BTW, nice example why it is important to differ compile from run. V8 has JIT inside it, so even after first run built function is much more faster - function that simple will become 10 times faster. Actual performance boost will be smaller, but still it will bring performance impact.

const x = new Tensor([1, 1]);
console.time('compile');
const runFn = operations.compileRun({
    returns: [x],
    accepts: [x],
});
console.timeEnd('compile');//=> compile: 0.968ms

console.time('run1');
expect(runFn({
    values: [[1]],
})[0].data[0]).to.equal(1);
console.timeEnd('run1');//=> run1: 1.991ms

console.time('run2');
expect(runFn({
    values: [[2]],
})[0].data[0]).to.equal(2);
console.timeEnd('run2');//=> run2: 0.163ms
basickarl commented 7 years ago

BETTER DOCUMENTATION.

wagenaartje commented 7 years ago

@basickarl I see you have made a lot of posts in the issues of Synaptic, and I think your concerns are understood; the documentation is indeed a bit poor and should be updated/improved. I might do that somewhere next week.

But please remember that the wiki is maintainded by the community (and not just the author), of which you are part as well ;)

basickarl commented 7 years ago

@wagenaartje I indeed hope my point has been seen as it would be a pity for such a library to be dissed due to poor documentation (if I didn't care I wouldn't post^^).

frabaglia commented 7 years ago

Hi again @Jabher, thanks for your time.

1) After reviewing again all this info and the new draft, I could say that I feel very comfortable as this new version will be working on the top of other very powerful and water proof backends like TF. In fact i think that this is maybe the best feature, and an oportunity to let JS users to start getting really involved on NN world, without trying to reinvent the wheel.

2) I get what you are doing, but i can't get the really big picture. As i understood, you got some definitions that are on this draft. But actually you are doing this small experiments with concurrency and this computation runner.

I imagine that you have goals, and concepts you want to probe before start developing but i can't see this... I think that this should be very clear somewhere to be more progressive, or let the community be involved on this work.

Thanks again for your time and i expect that this feedback could be useful for you.

Jabher commented 7 years ago

@FrancooHM a disclaimer: API draft was defined earlier, it is partially not actual as long as we've discovered some non-resolvable problems and understood some underlying concepts. But we were not ready to release some new version of draft to implement. I think we with @cazala will be able to produce some new API soon.

It was more research work previously - trying to understand the mistakes made by all JS NN frameworks, trying to figure out how to make it extensible, fast, and simple, and this work is mostly sole - discussions were happening, but everyone was trying to do it on their own. IDK about @cazala , but I've made around 20 experimental frameworks to reject them on different stages. Rejecting them while working with OSS team is quite complicated thing, as at some moment you will say "guys, we were going wrong way, let's delete everything and move to next ideas to try".
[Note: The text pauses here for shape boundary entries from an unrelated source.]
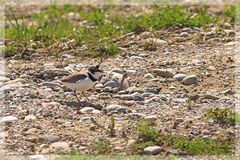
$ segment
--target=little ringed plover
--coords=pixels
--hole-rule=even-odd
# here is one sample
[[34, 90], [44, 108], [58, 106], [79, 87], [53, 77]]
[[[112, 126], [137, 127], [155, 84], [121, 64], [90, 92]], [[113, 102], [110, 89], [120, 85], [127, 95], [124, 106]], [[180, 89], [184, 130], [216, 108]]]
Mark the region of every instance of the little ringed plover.
[[103, 71], [99, 68], [100, 65], [89, 67], [87, 73], [73, 74], [63, 78], [61, 81], [64, 86], [74, 91], [74, 94], [79, 102], [80, 100], [76, 91], [80, 91], [82, 95], [89, 101], [89, 99], [85, 96], [84, 91], [91, 89], [103, 74]]

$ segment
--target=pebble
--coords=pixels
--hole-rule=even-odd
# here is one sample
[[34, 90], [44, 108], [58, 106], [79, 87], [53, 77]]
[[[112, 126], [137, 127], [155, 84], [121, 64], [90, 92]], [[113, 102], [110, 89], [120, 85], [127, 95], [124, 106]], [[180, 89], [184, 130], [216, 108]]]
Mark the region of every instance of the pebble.
[[202, 134], [203, 134], [203, 135], [210, 135], [211, 132], [210, 132], [209, 130], [204, 129], [204, 130], [202, 131]]
[[82, 117], [82, 118], [79, 120], [79, 122], [83, 122], [83, 123], [85, 123], [85, 122], [91, 122], [91, 117]]
[[193, 126], [192, 128], [193, 129], [192, 129], [191, 133], [193, 135], [199, 135], [201, 133], [201, 131], [199, 131], [197, 127]]
[[106, 108], [106, 111], [107, 112], [114, 112], [114, 113], [126, 113], [127, 112], [127, 109], [121, 105], [118, 105], [118, 104], [111, 104], [109, 106], [107, 106]]
[[144, 100], [144, 98], [141, 97], [141, 93], [139, 93], [139, 92], [135, 92], [131, 96], [134, 101], [143, 101]]
[[150, 78], [150, 79], [153, 79], [153, 78], [155, 78], [155, 77], [154, 77], [153, 74], [151, 74], [151, 73], [147, 73], [147, 74], [145, 74], [145, 75], [143, 76], [143, 78]]
[[163, 78], [172, 78], [174, 76], [174, 71], [172, 69], [153, 69], [152, 72]]
[[29, 160], [45, 160], [46, 157], [44, 155], [30, 155]]
[[25, 118], [24, 118], [24, 120], [25, 121], [34, 121], [34, 120], [36, 120], [37, 118], [36, 118], [36, 116], [34, 116], [34, 115], [27, 115]]
[[145, 154], [158, 154], [161, 152], [161, 147], [160, 146], [149, 146], [149, 147], [146, 147], [144, 148], [144, 153]]
[[197, 84], [198, 78], [196, 75], [187, 76], [182, 80], [182, 83], [185, 85]]
[[110, 87], [112, 87], [112, 88], [115, 88], [115, 87], [118, 87], [119, 84], [118, 84], [118, 82], [116, 82], [116, 81], [109, 81], [109, 82], [107, 82], [107, 83], [104, 84], [104, 87], [108, 87], [108, 86], [110, 86]]
[[18, 120], [18, 118], [15, 117], [15, 116], [6, 116], [6, 117], [3, 117], [0, 122], [7, 122], [8, 123], [8, 122], [14, 122], [14, 121], [17, 121], [17, 120]]
[[182, 81], [185, 77], [186, 77], [185, 74], [178, 73], [173, 77], [173, 79], [176, 79], [178, 81]]
[[60, 137], [57, 135], [44, 135], [40, 137], [40, 140], [44, 143], [54, 143], [60, 140]]
[[150, 93], [150, 92], [145, 92], [141, 94], [141, 97], [146, 98], [146, 97], [152, 97], [154, 96], [154, 93]]
[[209, 93], [209, 92], [207, 92], [207, 93], [204, 94], [204, 98], [206, 98], [206, 99], [212, 99], [212, 100], [218, 100], [218, 99], [220, 99], [220, 97], [215, 96], [215, 95], [213, 95], [213, 94], [211, 94], [211, 93]]
[[103, 87], [104, 87], [104, 85], [101, 84], [101, 83], [98, 83], [98, 84], [95, 85], [95, 88], [103, 88]]
[[133, 100], [133, 96], [128, 95], [128, 94], [124, 94], [120, 96], [120, 99], [122, 100]]
[[123, 74], [123, 70], [122, 70], [121, 68], [113, 68], [113, 69], [111, 70], [111, 72]]
[[110, 81], [110, 78], [109, 77], [102, 77], [102, 79], [100, 80], [100, 83], [102, 83], [103, 85], [107, 82]]
[[190, 34], [188, 34], [187, 32], [182, 32], [179, 34], [180, 37], [189, 37]]
[[136, 143], [136, 140], [130, 139], [130, 140], [128, 140], [127, 146], [129, 147], [129, 146], [133, 145], [134, 143]]
[[37, 73], [37, 77], [39, 78], [45, 78], [45, 79], [53, 79], [55, 77], [59, 76], [67, 76], [69, 75], [69, 72], [64, 69], [58, 69], [58, 68], [48, 68], [40, 73]]
[[84, 107], [82, 109], [80, 109], [81, 113], [92, 113], [95, 110], [95, 108], [93, 107]]
[[10, 81], [10, 78], [8, 77], [0, 77], [0, 82], [7, 82], [7, 81]]
[[37, 128], [30, 128], [29, 130], [26, 131], [26, 134], [35, 134], [37, 133]]
[[157, 43], [157, 44], [167, 44], [166, 41], [162, 40], [162, 39], [158, 39], [158, 38], [148, 38], [146, 39], [146, 41], [149, 43]]
[[69, 144], [67, 142], [54, 142], [50, 145], [50, 151], [54, 152], [56, 150], [63, 153], [69, 152]]
[[41, 55], [39, 53], [33, 53], [30, 56], [31, 59], [35, 59], [35, 58], [38, 58], [38, 57], [41, 57]]
[[164, 95], [160, 95], [160, 96], [159, 96], [159, 99], [161, 99], [162, 101], [167, 101], [167, 97], [164, 96]]
[[155, 115], [146, 116], [146, 117], [144, 117], [144, 119], [147, 120], [147, 121], [156, 121], [157, 116], [155, 116]]
[[161, 89], [159, 87], [151, 86], [151, 87], [147, 87], [145, 89], [145, 92], [153, 93], [153, 94], [159, 94], [160, 90]]
[[50, 88], [61, 87], [58, 83], [54, 83], [54, 82], [43, 82], [42, 86], [47, 86]]
[[66, 58], [66, 59], [73, 59], [75, 58], [75, 56], [71, 55], [71, 54], [67, 54], [67, 53], [64, 53], [61, 55], [62, 58]]

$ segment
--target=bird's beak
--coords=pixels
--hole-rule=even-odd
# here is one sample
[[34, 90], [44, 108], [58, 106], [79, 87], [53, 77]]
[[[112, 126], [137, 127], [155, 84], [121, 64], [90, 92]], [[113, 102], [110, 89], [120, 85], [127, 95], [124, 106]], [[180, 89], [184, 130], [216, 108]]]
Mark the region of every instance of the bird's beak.
[[101, 73], [103, 73], [103, 71], [102, 71], [102, 70], [100, 70], [100, 69], [99, 69], [99, 70], [97, 70], [97, 71], [98, 71], [98, 72], [101, 72]]

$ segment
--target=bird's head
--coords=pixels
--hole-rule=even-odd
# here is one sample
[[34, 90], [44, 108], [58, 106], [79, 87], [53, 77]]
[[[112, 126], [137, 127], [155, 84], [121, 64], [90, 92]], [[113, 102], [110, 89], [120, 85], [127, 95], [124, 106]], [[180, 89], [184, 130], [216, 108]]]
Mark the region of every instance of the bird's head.
[[96, 65], [96, 66], [92, 66], [92, 67], [88, 68], [88, 71], [96, 79], [99, 79], [100, 76], [103, 74], [103, 71], [100, 69], [100, 65], [99, 64]]

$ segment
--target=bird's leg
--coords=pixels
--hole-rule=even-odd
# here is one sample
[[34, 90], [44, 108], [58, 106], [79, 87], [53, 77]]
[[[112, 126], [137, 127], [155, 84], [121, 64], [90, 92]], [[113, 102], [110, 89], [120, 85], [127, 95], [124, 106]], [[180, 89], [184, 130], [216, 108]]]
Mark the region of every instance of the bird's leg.
[[82, 91], [82, 95], [87, 99], [88, 102], [90, 102], [90, 100], [87, 98], [87, 96], [84, 94], [83, 91]]
[[76, 98], [77, 98], [78, 102], [80, 103], [80, 99], [78, 98], [78, 95], [77, 95], [77, 92], [76, 92], [76, 90], [74, 90], [74, 95], [76, 96]]

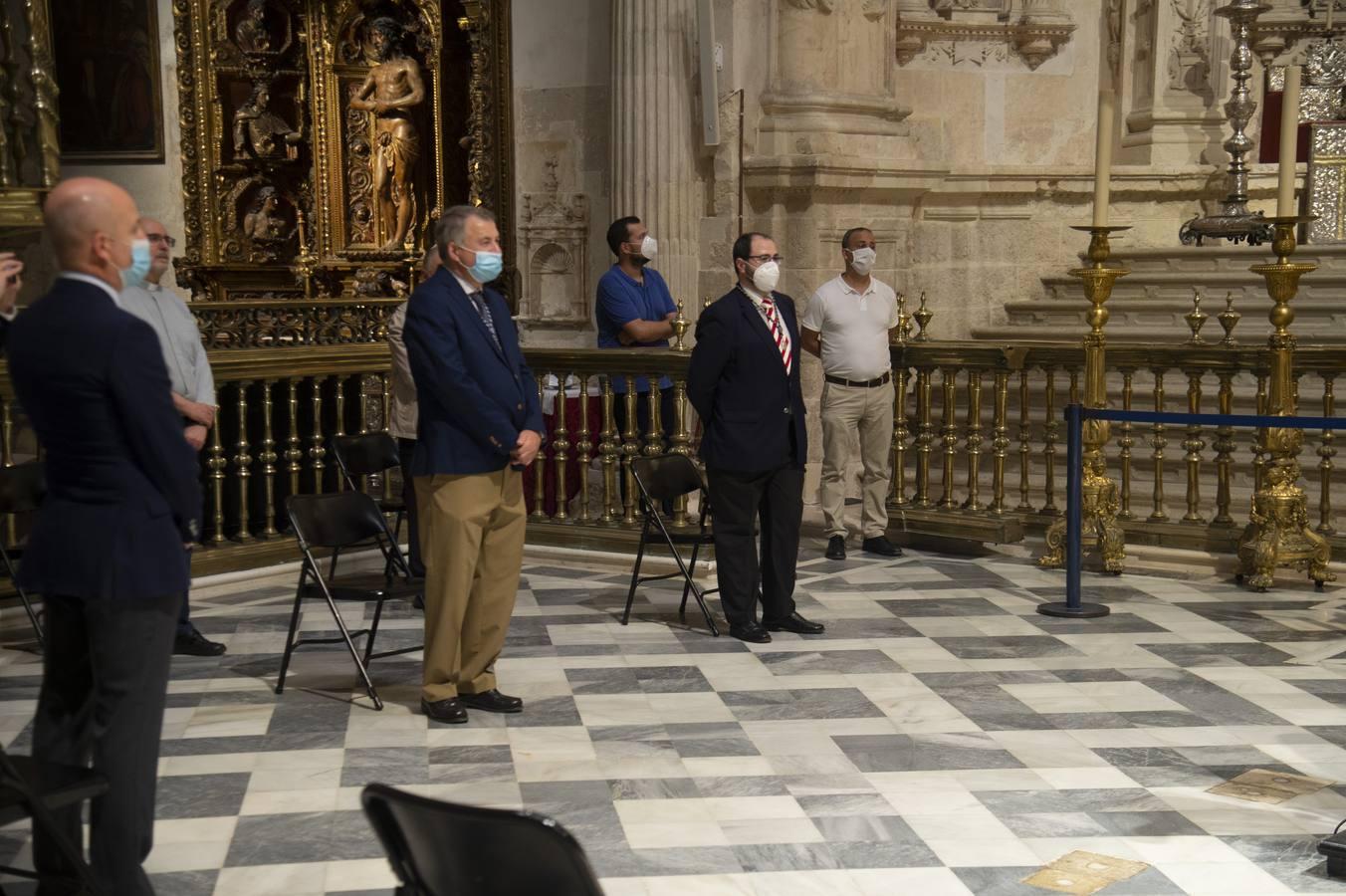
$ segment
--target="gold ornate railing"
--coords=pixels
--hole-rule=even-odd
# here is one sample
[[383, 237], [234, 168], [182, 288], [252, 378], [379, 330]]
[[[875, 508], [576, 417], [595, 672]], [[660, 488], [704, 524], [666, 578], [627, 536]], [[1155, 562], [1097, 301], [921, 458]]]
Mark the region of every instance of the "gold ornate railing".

We needed some solid ground to make everything work, and Florida (internal engine) looks like the one to use - it's dead simple, decomposable into computation module and computation graph building API, and looks like the one which fits in all of our requirements.

About Florida, one more time - at the moment of design we were looking mostly at Keras, which is (or least looking like) a high-quality piece of code. And it was achieved mostly because they've decomposed from computations, which are stored in Theano and TF. So only sane way to implement good JS framework for that was building some analog of TF, which is computation runner in its core. That's why florida was implemented. It is made strictly with API draft, and every code part is checked in mind for compatibility with higher-level APIs to be provided later.